Rob MacDonald, General Manager of the notorious Gym Jones won't accept any of your lame-ass excuses.

Expert Advice from Hardcore Trainer

LUCK'S GOT NOTHING TO DO WITH IT

If someone has a good result or someone does well, the gut reaction is, “Well, he was on drugs...he had a great trainer...he had a better workout program than me...he had more time than me.” In my own life I’ll hear from people, “You’re so lucky that you’re fit,” and I’m like, “Lucky? It doesn’t have anything to do with training four hours a day?”

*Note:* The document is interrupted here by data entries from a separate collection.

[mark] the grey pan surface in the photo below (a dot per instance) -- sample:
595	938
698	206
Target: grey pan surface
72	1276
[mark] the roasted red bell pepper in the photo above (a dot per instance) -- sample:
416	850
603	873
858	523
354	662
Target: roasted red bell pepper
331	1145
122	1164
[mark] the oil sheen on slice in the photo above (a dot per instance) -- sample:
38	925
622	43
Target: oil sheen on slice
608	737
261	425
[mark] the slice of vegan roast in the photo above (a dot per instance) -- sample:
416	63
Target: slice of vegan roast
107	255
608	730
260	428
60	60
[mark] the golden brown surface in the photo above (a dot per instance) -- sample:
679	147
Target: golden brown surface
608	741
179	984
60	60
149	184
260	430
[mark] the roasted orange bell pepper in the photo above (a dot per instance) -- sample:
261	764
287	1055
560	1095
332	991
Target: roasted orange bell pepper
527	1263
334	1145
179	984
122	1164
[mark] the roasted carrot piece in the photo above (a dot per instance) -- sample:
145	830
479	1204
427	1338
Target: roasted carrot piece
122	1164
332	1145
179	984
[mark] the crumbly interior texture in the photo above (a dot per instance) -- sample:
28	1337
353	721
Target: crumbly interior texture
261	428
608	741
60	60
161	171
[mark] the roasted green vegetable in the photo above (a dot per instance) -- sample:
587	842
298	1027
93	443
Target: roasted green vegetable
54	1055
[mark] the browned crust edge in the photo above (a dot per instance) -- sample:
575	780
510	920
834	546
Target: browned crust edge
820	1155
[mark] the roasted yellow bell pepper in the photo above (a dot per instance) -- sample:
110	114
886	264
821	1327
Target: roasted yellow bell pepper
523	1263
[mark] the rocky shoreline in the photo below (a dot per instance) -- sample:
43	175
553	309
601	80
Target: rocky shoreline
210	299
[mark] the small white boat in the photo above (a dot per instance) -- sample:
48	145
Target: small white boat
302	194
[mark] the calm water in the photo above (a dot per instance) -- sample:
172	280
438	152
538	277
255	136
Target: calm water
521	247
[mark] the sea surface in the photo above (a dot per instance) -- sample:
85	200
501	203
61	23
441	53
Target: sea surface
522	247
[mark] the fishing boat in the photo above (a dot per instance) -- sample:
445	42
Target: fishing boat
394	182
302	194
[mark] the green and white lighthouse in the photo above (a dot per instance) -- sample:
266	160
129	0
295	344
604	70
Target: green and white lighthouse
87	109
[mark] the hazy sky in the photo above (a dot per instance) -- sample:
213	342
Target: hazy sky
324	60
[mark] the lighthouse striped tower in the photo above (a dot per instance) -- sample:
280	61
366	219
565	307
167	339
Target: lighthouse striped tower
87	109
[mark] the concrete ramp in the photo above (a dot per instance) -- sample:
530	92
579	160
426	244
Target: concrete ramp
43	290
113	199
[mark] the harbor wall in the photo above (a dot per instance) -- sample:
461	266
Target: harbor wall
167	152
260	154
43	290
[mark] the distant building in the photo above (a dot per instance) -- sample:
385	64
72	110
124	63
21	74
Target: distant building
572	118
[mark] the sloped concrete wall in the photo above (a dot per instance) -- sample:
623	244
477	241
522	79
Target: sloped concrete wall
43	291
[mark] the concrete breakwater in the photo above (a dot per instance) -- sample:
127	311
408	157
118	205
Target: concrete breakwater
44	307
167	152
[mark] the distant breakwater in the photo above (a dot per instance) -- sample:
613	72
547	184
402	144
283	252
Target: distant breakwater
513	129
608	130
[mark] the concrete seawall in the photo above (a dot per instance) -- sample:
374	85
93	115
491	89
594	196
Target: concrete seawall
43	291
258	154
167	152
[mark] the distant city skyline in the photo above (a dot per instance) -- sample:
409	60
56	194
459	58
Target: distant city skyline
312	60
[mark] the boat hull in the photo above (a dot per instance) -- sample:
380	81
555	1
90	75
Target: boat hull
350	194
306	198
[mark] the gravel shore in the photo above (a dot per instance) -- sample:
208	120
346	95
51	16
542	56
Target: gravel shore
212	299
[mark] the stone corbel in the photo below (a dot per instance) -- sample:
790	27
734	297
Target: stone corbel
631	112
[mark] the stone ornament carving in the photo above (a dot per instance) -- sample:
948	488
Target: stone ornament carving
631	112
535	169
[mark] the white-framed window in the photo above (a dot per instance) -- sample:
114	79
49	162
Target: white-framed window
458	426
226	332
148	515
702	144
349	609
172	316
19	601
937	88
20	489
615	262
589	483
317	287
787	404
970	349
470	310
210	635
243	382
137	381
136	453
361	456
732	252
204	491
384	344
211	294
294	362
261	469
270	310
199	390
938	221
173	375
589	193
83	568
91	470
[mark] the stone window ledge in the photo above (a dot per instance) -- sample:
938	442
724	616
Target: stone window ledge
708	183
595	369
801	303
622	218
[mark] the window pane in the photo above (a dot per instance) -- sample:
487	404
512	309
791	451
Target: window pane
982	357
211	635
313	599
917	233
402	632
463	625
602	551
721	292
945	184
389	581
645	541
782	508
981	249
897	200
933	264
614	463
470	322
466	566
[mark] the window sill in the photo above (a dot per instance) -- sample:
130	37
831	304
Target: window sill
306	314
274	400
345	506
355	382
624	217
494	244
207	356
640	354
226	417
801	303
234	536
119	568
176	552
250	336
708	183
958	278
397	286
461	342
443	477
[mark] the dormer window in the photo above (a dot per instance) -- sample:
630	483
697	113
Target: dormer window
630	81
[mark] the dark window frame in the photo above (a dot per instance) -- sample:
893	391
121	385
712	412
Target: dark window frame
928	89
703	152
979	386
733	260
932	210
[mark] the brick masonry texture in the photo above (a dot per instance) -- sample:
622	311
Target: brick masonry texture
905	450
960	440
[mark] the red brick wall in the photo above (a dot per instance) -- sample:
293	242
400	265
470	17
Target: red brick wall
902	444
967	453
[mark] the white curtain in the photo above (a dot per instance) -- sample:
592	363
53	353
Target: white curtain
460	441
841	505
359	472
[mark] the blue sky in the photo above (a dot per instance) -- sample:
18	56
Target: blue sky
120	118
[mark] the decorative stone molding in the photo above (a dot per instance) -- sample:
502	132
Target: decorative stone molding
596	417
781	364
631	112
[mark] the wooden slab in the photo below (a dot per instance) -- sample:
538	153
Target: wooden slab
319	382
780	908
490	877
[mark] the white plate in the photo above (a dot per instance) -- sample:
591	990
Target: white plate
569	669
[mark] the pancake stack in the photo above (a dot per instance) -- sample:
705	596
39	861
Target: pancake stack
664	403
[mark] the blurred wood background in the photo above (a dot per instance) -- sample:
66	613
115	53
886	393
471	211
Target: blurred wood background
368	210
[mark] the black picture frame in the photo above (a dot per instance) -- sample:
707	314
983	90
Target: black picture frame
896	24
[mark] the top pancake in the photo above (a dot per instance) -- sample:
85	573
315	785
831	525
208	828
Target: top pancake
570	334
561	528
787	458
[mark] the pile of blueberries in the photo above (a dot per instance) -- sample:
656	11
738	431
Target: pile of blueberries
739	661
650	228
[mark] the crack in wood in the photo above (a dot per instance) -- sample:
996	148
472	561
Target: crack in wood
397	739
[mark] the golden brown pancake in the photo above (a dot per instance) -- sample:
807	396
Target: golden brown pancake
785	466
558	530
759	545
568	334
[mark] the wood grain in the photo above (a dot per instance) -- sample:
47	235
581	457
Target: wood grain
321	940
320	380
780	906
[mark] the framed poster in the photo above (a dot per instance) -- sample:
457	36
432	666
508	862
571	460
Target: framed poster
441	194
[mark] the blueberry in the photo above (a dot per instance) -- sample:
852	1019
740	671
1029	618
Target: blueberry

IT TAKES MORE THAN JUST SHOWING UP

There are people who simply show up and believe being there will bring some kind of result. But these are the kind of people that look at me and think I’m weird because I’m not drinking or because I’m doing pushups in the airport, but the person who is judging me is 30 pounds overweight and drinking a 64-ounce Mountain Dew.

NOT FOR EVERYONE

Gym Jones has a certain reputation. Most people don’t come in the gym and then we have to psychologically change them. We have a fairly strict selection process for who trains there, and they understand the expectations going in. I’ve had people who I’ve met at the gym, who are like, “This isn’t for me.”

FIND THE TIME

People say they have no time to train...Well, if you did 10 pushups an hour, over 10 hours in the day, you would get to 100 pushups a day. You’d never be tired, you’d never go to failure, you’d never be sweaty. Well, by the end of the year that’s 36,500 pushups. Your excuses don’t fly with me because you can do 10 pushups every hour.

People use the excuse, “I have a busy job.” Let’s say they work 60 hours a week. Then I’ll do a budget with them. I’ll give them 10 hours of sleep a night, which they’re probably not getting. That’s 130 hours between work and sleep. That leaves 38 hours... You can’t tell me with a straight face that you can’t allot three or four hours to train.

NO EXCUSES

A lot of people say they have kids so they can’t. I have a little guy; he’s 4 years old. There will be times when he will want to watch The Hobbit all weekend. Fine. Do you have any idea how many pushups, squats, or lunges you can do during a three-hour movie? I do it. It doesn’t ruin the movie for me. I did 759 pushups last time. It wasn’t even that hard.